İDDİANAMEDEN DETAYLAR
Ankara Cumhuriyet Başsavcılığı tarafından düzenlenen iddianamede, “zahir çamlıca” kullanıcı adıyla bilinen X hesabından, Emniyet Genel Müdürlüğü, Siber Suçlarla Mücadele Başkanlığı ve İstihbarat Başkanlığı’na yönelik provokatif paylaşımlar yapıldığı örneği üzerine soruşturma başlatıldığı aktarıldı.
İddianamede, sanıkların dijital materyalleri üzerinde yapılan incelemelerde, Güven’in YouTube kanalındaki bilgilerle birebir örtüşen belgelerin ele geçirildiğine dikkat çekildi. Ayrıca, sanık Dinçer’in telefonunda, suç örgütü lideri Ayhan Bora Kaplan’a yönelik 151 sayfa evrakın bulunduğu belirtildi.

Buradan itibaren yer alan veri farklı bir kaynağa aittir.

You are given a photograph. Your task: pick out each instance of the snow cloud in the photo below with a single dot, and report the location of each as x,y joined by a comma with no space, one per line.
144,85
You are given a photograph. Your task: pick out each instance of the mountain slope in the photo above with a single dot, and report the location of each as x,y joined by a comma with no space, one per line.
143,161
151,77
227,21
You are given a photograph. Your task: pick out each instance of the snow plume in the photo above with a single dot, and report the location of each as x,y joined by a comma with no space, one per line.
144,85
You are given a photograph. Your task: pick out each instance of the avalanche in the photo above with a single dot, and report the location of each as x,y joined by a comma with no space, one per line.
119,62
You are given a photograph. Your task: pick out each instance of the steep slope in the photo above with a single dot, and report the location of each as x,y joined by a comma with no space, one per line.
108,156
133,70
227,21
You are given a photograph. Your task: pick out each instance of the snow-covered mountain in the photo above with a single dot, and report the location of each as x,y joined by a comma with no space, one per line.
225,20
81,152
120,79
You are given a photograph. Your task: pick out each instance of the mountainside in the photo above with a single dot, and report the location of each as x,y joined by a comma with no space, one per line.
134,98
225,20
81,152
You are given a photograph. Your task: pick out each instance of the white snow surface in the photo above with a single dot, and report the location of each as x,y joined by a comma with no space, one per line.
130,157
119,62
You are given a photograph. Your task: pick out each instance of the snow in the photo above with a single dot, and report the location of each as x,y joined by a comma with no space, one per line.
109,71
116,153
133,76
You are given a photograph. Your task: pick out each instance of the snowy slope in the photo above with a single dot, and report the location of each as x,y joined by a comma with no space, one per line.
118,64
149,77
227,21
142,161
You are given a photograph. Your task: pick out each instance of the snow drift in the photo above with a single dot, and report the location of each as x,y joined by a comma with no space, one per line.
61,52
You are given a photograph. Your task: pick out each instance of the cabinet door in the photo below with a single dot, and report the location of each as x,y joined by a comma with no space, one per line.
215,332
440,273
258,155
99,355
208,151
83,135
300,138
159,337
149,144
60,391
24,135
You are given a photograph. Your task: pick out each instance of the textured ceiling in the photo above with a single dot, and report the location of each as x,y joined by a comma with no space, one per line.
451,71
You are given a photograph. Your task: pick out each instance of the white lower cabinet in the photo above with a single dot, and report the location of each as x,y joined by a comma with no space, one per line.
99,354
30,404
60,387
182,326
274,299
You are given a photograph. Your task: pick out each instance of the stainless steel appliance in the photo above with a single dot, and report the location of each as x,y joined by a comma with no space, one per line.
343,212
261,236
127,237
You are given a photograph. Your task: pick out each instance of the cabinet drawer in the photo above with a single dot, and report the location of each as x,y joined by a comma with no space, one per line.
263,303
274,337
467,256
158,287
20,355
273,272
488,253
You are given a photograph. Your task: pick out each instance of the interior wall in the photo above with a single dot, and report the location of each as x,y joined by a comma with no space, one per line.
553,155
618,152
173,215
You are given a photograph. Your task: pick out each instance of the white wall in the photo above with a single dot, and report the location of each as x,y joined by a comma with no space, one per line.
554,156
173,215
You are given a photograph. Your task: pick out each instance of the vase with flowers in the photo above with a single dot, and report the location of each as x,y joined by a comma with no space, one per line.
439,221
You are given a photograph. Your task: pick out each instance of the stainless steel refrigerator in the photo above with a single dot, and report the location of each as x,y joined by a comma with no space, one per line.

“GİZLİLİK KARARLARINI İHLAL ETTİLER”
İddianamede, sanıklardan eski Ankara İl Emniyet Müdür Yardımcısı Murat Çelik, eski Organize Suçlarla Mücadele Şube Müdürü Kerem Gökay Öner ve eski Şube Müdür Yardımcısı Şevket Demircan’ın, Kaplan soruşturmasındaki evrakları gizlilik içinde tutmamaları dolayısıyla yükümlülük ihlalinde bulundukları kaydedildi.
Görülen o ki, Çelik, Öner ve Demircan’ın örgüt hiyerarşisine katılmadıkları ama eylemlerinin örgüte yarar sağladığı tespit edilmiştir.